There will always be friendship groups within a congregation, and that’s a real strength here. But our commitment to each other as a tiny part of the Body of Christ means keeping an eye out for everyone — so that no one slips through the cracks. The clergy have an overview, but we only know what we’re told. Please do keep us and Andrew Ginn, our pastoral ALM, up to date. As Paul writes: “just as the body is one and has many members… if one member suffers, all suffer together.” We are not a club or a society. We are bound together in Christ.

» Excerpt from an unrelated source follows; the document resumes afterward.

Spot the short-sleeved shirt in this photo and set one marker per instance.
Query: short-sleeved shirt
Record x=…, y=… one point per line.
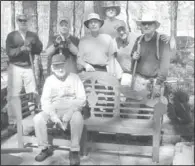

The very first Christians lived by the principle: from each according to their ability, to each according to their need. It’s a phrase that goes back well before Karl Marx. I’ve always believed in it. And I’ve looked at life from both sides — there have been times when I’ve gratefully accepted whatever support was on offer. Our Third Order area covers Manchester, Liverpool, and the surrounding towns and villages. Wherever we hold our meetings, the journey is hard for someone. About ten years ago I realised that for a few members, the only realistic way to come was by taxi for part of the route. So I put a pot out and asked for contributions to share the cost. People were wonderfully generous. And ten years later — I still have the money. I couldn’t persuade anyone to accept it.
So I have no neat answer to how we share things in a congregation, because receiving is harder than giving. But we can have generous hearts — never begrudging the fact that someone else’s contribution is smaller than our own, always aware that for some people, money is a genuine and pressing difficulty. Wealth is not a matter for pride, nor poverty for shame. All that we have is by the grace of God. And our generosity must reach beyond this congregation, beyond Prestwich, beyond the UK. There are people in this world who literally have nothing.
The Jerusalem experiment in communal living couldn’t last. But it can be a lasting inspiration. The congregation we aspire to be is one full of love, mutual support, and generosity — a community that is welcoming, and a beacon of hope in a troubled world.